The International Manga Award has been given out annually since 2007 and this year had 256 entries from 53 countries and regions. In total, 15 prizes were awarded, including one gold, three silver and 11 bronze.

Writer Oh, 41, and illustrator Koh, 45, will receive their certificate and token this Sunday from the Embassy of Japan and Japan Creative Centre at Books Kinokuniya’s main store at Ngee Ann City. Gold winner Prema Jatukanyaprateep from Thailand, and the four creators from the United States, China, Belgium and Spain who took the three silver awards, received their prizes in Tokyo on Feb 14.

A spokesman for the Japanese embassy in Singapore says the award “honours the manga artists who are contributing to the development of manga culture in the world” and is a notable achievement for any artist, given the number of entries.

No Singaporean has ever won this award, which has been given out to notables such as American comics writer Joe Kelly, who wrote Batman, Superman, Spiderman and X-Men for giants DC Comics and Marvel.
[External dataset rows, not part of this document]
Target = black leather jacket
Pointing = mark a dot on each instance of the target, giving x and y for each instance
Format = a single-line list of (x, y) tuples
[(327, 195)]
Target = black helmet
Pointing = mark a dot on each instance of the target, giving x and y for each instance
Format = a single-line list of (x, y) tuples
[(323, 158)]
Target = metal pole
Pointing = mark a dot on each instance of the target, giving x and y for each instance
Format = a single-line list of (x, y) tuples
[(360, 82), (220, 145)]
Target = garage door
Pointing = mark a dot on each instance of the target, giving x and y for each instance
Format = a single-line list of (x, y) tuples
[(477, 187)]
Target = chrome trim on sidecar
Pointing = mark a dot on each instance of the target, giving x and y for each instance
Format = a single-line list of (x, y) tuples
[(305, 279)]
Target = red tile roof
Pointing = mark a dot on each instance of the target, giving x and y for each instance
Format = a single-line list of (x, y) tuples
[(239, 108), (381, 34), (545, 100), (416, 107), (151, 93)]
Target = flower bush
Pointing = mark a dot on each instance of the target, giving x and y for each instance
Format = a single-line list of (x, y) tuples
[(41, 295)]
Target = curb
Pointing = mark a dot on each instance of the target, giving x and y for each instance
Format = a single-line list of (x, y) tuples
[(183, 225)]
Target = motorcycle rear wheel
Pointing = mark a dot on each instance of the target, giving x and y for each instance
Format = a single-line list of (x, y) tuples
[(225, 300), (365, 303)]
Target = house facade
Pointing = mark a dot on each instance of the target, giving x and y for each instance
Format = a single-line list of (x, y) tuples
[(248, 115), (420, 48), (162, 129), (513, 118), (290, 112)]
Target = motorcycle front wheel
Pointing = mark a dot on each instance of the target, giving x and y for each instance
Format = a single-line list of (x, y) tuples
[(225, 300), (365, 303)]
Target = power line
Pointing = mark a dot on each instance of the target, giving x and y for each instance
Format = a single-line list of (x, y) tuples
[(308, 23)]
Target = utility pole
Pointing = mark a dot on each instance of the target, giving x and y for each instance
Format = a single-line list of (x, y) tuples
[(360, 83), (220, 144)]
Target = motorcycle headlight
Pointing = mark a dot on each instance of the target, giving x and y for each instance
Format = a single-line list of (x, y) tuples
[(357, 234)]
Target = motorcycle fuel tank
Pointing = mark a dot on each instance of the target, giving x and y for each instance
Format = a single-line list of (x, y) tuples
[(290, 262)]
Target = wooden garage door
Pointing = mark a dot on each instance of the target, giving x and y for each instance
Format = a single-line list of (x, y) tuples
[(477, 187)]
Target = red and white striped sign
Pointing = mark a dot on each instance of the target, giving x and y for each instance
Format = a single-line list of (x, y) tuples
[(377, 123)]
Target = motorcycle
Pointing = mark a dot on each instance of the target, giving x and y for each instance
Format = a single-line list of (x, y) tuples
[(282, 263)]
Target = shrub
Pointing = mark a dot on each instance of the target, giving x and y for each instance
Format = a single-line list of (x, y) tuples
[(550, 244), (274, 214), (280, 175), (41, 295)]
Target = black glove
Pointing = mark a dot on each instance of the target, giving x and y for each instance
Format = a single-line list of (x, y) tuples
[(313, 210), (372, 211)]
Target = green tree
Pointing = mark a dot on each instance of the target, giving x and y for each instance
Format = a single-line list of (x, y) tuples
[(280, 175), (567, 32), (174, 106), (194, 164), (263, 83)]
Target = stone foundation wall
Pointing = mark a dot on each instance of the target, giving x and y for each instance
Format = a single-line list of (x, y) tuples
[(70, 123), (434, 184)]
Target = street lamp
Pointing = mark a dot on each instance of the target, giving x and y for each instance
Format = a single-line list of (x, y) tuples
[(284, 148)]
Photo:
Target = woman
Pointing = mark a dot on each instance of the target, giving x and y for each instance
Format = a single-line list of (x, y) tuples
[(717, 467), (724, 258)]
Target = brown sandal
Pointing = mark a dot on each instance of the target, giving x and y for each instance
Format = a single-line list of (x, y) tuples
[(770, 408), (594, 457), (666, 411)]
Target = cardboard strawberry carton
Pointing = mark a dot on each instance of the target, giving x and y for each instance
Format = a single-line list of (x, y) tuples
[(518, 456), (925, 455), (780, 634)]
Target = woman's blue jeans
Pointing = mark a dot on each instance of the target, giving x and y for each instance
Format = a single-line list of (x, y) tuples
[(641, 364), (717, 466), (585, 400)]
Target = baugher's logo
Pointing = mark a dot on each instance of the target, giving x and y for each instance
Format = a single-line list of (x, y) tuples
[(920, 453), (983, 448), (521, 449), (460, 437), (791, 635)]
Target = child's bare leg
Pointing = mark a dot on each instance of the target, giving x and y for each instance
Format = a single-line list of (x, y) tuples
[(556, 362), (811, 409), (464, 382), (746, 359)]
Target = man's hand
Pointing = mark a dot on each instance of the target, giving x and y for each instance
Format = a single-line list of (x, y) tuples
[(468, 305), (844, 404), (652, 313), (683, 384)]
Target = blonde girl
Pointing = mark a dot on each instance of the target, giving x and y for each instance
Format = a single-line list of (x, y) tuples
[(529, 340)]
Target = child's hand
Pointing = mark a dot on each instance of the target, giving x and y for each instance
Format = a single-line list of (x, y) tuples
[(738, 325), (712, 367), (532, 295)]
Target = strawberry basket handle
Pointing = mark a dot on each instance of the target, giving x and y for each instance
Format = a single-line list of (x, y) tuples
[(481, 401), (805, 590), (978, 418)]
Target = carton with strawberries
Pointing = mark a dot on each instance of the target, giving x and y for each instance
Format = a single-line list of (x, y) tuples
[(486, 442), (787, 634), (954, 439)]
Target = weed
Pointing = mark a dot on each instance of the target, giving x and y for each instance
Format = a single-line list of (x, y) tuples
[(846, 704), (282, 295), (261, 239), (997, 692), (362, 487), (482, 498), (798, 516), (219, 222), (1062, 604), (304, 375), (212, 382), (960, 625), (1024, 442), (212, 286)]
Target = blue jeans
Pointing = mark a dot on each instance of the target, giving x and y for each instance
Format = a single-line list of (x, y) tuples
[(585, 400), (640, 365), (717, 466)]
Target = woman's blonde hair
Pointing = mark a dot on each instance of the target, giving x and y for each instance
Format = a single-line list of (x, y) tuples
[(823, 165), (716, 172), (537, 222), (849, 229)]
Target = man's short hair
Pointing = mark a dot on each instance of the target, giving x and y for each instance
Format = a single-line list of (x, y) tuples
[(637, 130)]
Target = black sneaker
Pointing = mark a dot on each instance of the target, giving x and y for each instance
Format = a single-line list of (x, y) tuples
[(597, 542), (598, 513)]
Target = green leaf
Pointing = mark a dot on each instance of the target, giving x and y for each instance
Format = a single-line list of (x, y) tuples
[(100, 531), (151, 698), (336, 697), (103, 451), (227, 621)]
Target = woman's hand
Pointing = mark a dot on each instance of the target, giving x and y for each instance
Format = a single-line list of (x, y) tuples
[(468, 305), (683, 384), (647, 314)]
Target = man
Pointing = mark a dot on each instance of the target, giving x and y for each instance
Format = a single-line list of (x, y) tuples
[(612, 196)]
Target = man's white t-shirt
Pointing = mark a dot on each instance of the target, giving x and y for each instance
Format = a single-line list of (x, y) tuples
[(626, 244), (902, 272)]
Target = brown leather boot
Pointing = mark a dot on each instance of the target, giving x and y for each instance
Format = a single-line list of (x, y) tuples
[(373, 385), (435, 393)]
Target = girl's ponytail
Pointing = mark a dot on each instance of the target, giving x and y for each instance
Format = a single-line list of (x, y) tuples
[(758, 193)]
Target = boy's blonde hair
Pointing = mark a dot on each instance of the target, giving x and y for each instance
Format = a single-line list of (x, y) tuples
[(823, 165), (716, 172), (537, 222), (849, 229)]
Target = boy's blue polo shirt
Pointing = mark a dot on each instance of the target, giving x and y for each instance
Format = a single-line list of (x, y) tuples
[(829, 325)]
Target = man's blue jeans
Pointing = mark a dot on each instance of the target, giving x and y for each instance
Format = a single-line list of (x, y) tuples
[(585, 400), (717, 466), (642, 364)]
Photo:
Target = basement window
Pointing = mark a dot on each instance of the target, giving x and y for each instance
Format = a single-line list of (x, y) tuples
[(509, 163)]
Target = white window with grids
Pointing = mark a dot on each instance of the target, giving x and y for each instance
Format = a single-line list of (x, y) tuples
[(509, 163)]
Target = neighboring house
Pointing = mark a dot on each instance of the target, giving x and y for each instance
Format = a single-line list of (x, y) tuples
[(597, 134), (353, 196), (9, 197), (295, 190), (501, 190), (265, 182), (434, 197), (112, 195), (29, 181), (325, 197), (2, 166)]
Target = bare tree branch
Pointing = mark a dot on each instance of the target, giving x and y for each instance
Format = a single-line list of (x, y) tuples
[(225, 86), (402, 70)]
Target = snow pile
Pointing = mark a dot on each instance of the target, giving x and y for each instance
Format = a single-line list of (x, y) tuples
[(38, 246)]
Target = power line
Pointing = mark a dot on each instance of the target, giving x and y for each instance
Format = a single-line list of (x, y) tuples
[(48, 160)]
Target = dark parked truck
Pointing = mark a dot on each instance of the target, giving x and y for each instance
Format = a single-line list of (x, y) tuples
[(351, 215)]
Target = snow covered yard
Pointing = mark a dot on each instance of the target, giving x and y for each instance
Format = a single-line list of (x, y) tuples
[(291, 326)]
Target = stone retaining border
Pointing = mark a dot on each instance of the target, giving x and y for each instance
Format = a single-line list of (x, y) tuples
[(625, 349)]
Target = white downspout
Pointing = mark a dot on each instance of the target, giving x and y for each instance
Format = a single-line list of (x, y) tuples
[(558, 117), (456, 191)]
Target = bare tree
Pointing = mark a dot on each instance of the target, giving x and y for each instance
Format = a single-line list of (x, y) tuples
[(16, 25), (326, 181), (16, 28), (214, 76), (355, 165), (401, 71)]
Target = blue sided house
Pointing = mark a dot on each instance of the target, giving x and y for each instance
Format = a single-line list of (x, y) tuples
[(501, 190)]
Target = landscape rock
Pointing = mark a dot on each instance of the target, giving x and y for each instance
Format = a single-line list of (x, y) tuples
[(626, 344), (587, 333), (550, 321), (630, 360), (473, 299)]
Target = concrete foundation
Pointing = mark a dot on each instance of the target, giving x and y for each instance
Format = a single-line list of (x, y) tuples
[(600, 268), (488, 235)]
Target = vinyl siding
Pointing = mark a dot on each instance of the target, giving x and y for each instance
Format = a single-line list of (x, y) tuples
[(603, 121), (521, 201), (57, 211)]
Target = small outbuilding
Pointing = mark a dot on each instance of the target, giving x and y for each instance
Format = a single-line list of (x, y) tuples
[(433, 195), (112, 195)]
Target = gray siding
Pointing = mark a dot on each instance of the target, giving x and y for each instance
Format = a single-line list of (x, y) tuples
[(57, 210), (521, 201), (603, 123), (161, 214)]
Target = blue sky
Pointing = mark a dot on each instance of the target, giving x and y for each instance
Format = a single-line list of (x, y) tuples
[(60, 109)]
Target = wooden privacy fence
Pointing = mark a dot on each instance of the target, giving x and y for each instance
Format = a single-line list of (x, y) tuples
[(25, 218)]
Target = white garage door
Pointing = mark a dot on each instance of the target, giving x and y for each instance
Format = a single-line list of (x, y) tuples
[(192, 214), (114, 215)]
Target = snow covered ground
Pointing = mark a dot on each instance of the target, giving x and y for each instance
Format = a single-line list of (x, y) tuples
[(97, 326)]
He won in 2012 for fantasy story I Kill Giants, illustrated by Spanish artist J.M. Ken Niimura.

The prize is a “pat on the back” for Oh, who was in the Republic of Singapore Navy for nine years and now runs Web design company Patroids Creative Works. “I’m very honoured to have it. I didn’t come from a writing background and this award is something that tells me I can continue doing this.”

He and Koh had been talking as early as 2006 about doing a comic based on “real life in Singapore”. Oh came up with the story of Ten Sticks And One Rice when his father was diagnosed with stage 4 colon cancer a few years ago.

Koh was equally invested in the story as his parents are also retired hawkers who sold Hokkien mee. He says the award is an “encouragement” to continue telling the local tales he enjoys. He turned Dave Chua’s critically acclaimed novel Gone Case into a two- volume self-published comic in 2009 and 2010, and is working with Oh and Chua on a graphic novel about a rambutan orchard beloved of Chinese artists in Singapore.

In April, Epigram Books will bring out a comic Koh wrote and illustrated solo, about the now-defunct railway station at Tanjong Pagar.

Koh is happy to see more investment in local comics from publishers and the Government – Ten Sticks And One Rice was partly funded by a grant from the Media Development Authority (MDA) – and says readership is growing. “People are more open to reading local stuff now. With the recognition from overseas, I hope this will pick up. I also hope that, one day, the scene will be mature enough to not rely on overseas awards.”

Ten Sticks And One Rice has sold 650 copies of its initial 1,000-copy print run.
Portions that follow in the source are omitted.